China’s shifting sands spell trouble for Qualcomm, Broadcom

January 26, 2015 //By Junko Yoshida
China’s shifting sands spell trouble for Qualcomm, Broadcom
Shifting sands in China’s mobile market are likely to affect the leaders in the U.S. chip industry — such as Qualcomm and Broadcom — much faster than previously expected, according to several sources who attended the International Consumer Electronics Show earlier this month.

Among big changes in the works are China Mobile’s shift in procurement policy from five-mode smartphones to three-mode models, and big plans among Chinese apps processor vendors to embrace connectivity (WiFi and Bluetooth Low Energy).

Shift to three-mode smartphones

China Mobile, the world’s biggest cellular operator (in terms of subscriber numbers), initially bought only smartphones based on five-mode (supporting TD-LTE, FDD LTE, TD-SCDMA, WCDMA, GSM) and 10-frequency base band modems. The impetus behind this policy was said to help internationalize TD-LTE and promote development of multiple mobile communication technologies.

Last year, however, China Mobile relaxed its procurement rule to include three-mode (TD-LTE, TD-SCDMA, EDGE/GPRS/GSM) models.

As a result, those profiting from China Mobile’s new policy are China’s leading fabless chip companies such as Spreadtrum and Leadcore, along with China-based smartphones.

China Mobile sees three-mode smartphones helpful to launch more inexpensive TD-LTE smartphones, Chinese industry sources say.
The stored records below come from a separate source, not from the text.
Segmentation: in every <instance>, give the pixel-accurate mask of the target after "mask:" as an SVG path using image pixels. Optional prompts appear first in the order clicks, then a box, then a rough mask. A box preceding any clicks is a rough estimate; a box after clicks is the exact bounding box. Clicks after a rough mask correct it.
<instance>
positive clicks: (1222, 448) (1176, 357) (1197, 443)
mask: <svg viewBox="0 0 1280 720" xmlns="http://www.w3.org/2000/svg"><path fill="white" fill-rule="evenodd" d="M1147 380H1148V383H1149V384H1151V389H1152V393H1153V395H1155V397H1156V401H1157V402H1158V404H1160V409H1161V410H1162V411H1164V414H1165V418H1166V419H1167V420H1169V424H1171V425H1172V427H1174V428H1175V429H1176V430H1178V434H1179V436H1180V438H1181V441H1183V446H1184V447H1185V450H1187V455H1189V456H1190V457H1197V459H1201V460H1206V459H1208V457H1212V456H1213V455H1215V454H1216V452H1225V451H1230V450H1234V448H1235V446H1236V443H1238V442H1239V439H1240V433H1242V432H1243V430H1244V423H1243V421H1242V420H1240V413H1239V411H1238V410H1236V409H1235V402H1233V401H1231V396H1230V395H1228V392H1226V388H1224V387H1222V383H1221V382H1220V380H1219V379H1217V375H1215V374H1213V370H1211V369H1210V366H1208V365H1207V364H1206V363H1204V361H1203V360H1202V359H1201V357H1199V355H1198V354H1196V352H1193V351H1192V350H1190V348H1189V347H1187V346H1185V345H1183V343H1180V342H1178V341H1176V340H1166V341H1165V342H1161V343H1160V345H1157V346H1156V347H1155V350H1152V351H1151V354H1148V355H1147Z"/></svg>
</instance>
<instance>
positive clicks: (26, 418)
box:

The operator hopes to aggressively promote its TD-LTE services, and the way to that goal is lowering required specification from five- to three-mode, they said.

For smartphone vendors making five-mode models, Qualcomm (which dominates the market) and Marvell were the only chip suppliers they could depend on.

In Qualcomm’s latest financial call last fall, president Derek Aberle acknowledged that he expects the global 3G/4G average selling prices will decline approximately 9-10% in fiscal 2015. Aberle explained, “Really a big part of the year-over-year decline is driven by growth in China, and in particular three-mode and Chinese OEMs I think gaining share over non-Chinese OEMs.”